Phase 1 — Plan & interview (Fable, xhigh effort)
- Set
/model to Fable (or Opus) and /effort to xhigh — and leave it there;
you won't switch again this session.
- Run the
plan-interview skill: work back and forth with the user, leading
with open questions and an outline before writing the plan.
- Choose the least-code approach — this is the planner's job, not the
worker's. First read the code the change will touch and trace the real
flow; be lazy about the solution, never about reading. Then, for each piece
of work, walk the laziness ladder (defined in the
self-review skill) and
pick the lowest workable rung: does it need to exist at all, and can existing
code, the standard library, a native feature, or an already-installed
dependency do it before anything new is written? Record the chosen approach
in the plan so it flows into the task specs — the Sonnet 4.5 workers
implement the rung you picked rather than exercising this judgment
themselves. Never trim safety (validation, security, error handling,
accessibility).
- Write the agreed plan, settled decisions, and any open questions into
MEMORY.md.
- Do not start implementing in this phase.
Phase 2 — Implement (orchestrate from the main chat)

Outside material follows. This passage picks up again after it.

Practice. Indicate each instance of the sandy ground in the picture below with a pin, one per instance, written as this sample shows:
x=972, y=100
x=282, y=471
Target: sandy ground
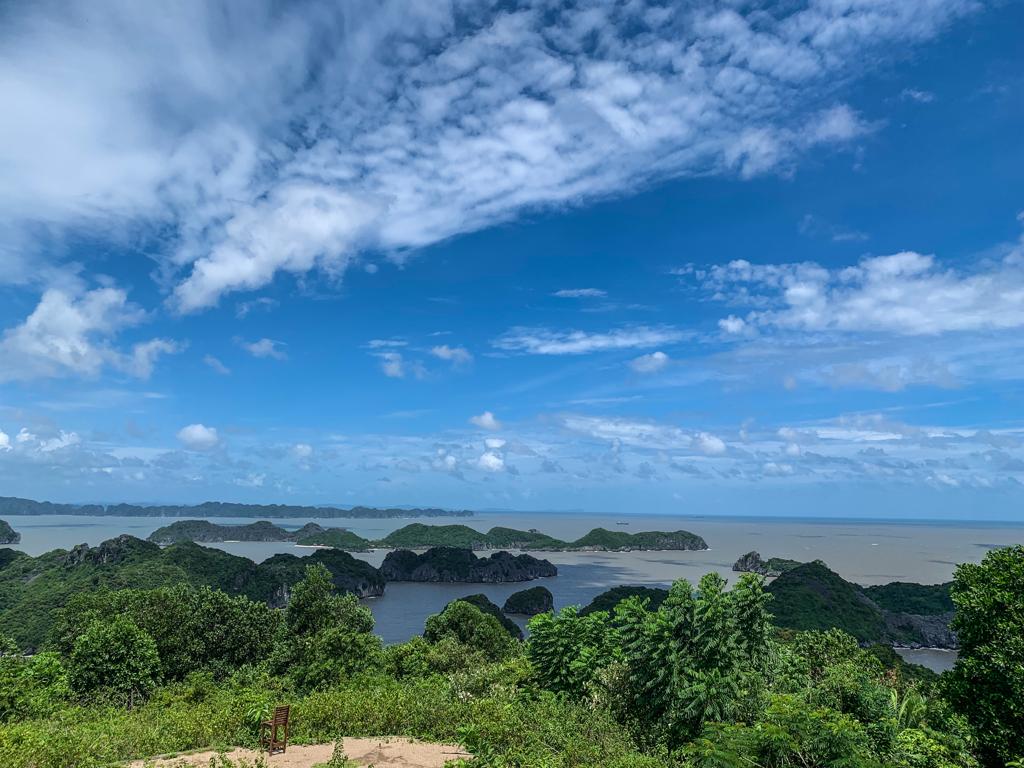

Stay in the main chat (Fable/Opus) — no model switch. You are the
orchestrator: you verify and coordinate, you do not write the implementation
yourself.
- Decompose. Break the plan into self-contained tasks — a function, a file,
a test suite — each producing a clear deliverable. Write one task spec
per task into
MEMORY.md (files to touch, expected behaviour, constraints,
done criteria). Include the minimal approach chosen in planning — which
existing code, stdlib, native feature, or dependency to use — so the worker
builds that, not its own idea of the solution.
- Delegate. Spawn an
impl-worker (Sonnet 4.5) subagent per task. Keep the
spawn prompt short: point it at its MEMORY.md section and the relevant
files. Independent tasks can run in parallel; give each worker a disjoint set
of files to avoid conflicts.
- Research cheaply. For any web lookup, docs check, or library research,
spawn a
researcher (Haiku) subagent rather than doing it in the main
context — only its summary returns.
- Verify every return. Read each worker's diff against its spec and against
the
self-review criteria and its laziness ladder (placement, simplicity,
DRY, YAGNI, idiom, robustness, and whether the worker over-built past the
rung you picked). If it falls short, send precise feedback and re-delegate.
Answer worker questions.
- Escalate, don't guess. For ambiguous product decisions, ask the user with
AskUserQuestion and record the answer in MEMORY.md. When a worker flags
something as hard to test, follow Testability above — get the user's OK
before accepting it. For a second opinion on a risky diff, spawn a reviewer
(Fable) subagent.
Phase 3 — Self-review (Fable, xhigh effort)
- Still in the main chat (Fable/Opus) — no model switch needed.
- Run the
self-review skill across the whole change — read every changed file
in full, not just diffs.
- Fix issues found, or delegate fixes back to an
impl-worker if mechanical.
- Record findings and fixes in
MEMORY.md, then summarize for the user.